Find the full 16-page report here.
NETWORK FOR PUBLIC EDUCATION MOUNTING A CAMPAIGN TO DEFEAT BETSY DEVOS AS SECRETARY OF EDUCATION
1/6/2017
Senate hearings on the affirmation of Betsy DeVos as Secretary of Education start on January 11, 2017. Many educators have grave issues about Mrs. DeVos. See “ A Sobering Look at What Betsy DeVos Did to Education in Michigan – and What She Might Do as Secretary of Education” from The Answer Sheet in The Washington Post and “Betsy DeVos and God’s Plan for Schools” in the Dec. 13, 2016 New York Times.
Network for Public Education is mounting a marketing campaign and encouraging educators and different involved residents to contact their Senator. Find a pattern letter and the addresses of all Senators at https://actionnetwork.org/letters/tell-your-senator-to-vote-no-for-betsy-devos?source=facebook& amp;. Or write your own letter, in your own words.

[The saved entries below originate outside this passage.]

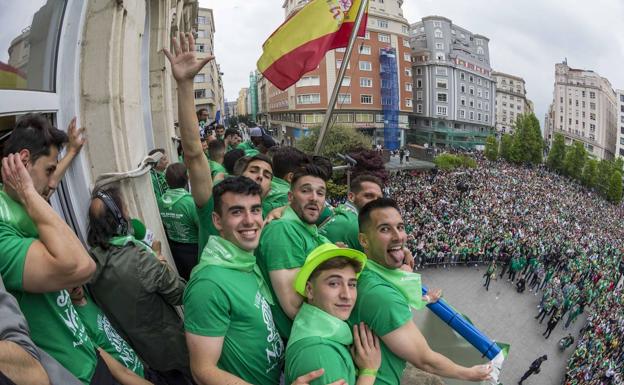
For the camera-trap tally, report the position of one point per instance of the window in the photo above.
(366, 82)
(344, 98)
(366, 99)
(309, 99)
(309, 81)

Another option is to call 202-225-3121 and be connected with any congressional member, both Senators and Members of the House of Representatives. Tell the staffer who answers that you are opposed to Mrs. DeVos’ confirmation as Secretary of Education. They will ask for your name and zip code and tally your call as a “yay” or “nay.”